While the plants were beautiful, the ones I watered myself and patted the soil for, or the ones down in the overgrown ruins, were always grayer than I had hoped. I remember seeing photos of grand gardens and their vibrant greens and glistening fields of freshly-spritzed fruits, then looking back at the flower struggling on my windowsill, muted and weeping as another storm of smoke and smog had passed over our town.

There was one plant, though, that wasn’t that way. But it may as well have been locked inside a haunted house.
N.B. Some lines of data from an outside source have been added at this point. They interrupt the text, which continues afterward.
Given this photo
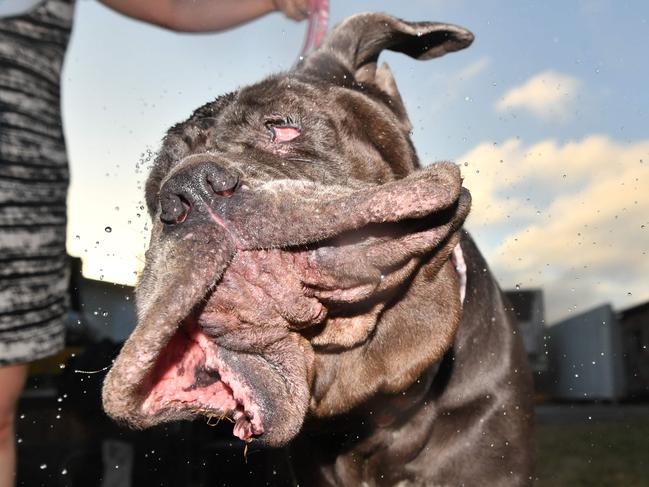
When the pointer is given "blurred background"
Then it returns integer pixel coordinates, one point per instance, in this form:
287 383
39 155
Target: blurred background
547 114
My friends and I heard stories about the old man in the house near the ocean, settled upon an unmovable cliff. About how scary he was, about how his gaze was still and blank like a corpse until someone would walk too close, and his piercing eyes would snap to them terribly. Nobody walked down that barren street.

But oh, how I wanted to, just to get another glimpse at that tree he kept in his backyard. I had seen but a fleeting flash of luxurious red hanging off its healthy, hydrated branches and leaves as I passed by on the back of my mother’s bike, a detour on the way to the market. I never would have gone by if I hadn’t been forced to, but now that I’d seen it, I had a dilemma. I had to see that beautiful tree, hidden away amongst ash from the last of the great fires and hot salt-soaked soil and rock. I had to know it was real, I had to know that such a beauty was allowed to live in this recovering world. That it was possible.

But that required seeing the scary older man who lived there, and for a while, I didn’t think myself brave enough. I biked by one day, peddling as fast as possible, and tossed a glimpse toward the small wooden house. I saw her— the fluttering of leaves under a perfect sunbeam, yes, it was the tree I had seen before— but I also saw him, guarding her, sitting on his porch in an old chair and reading with a scowl pressed into his brow and a dark, worn blue blanket cloaked around his shoulders. He even read books in a way that frightened young me.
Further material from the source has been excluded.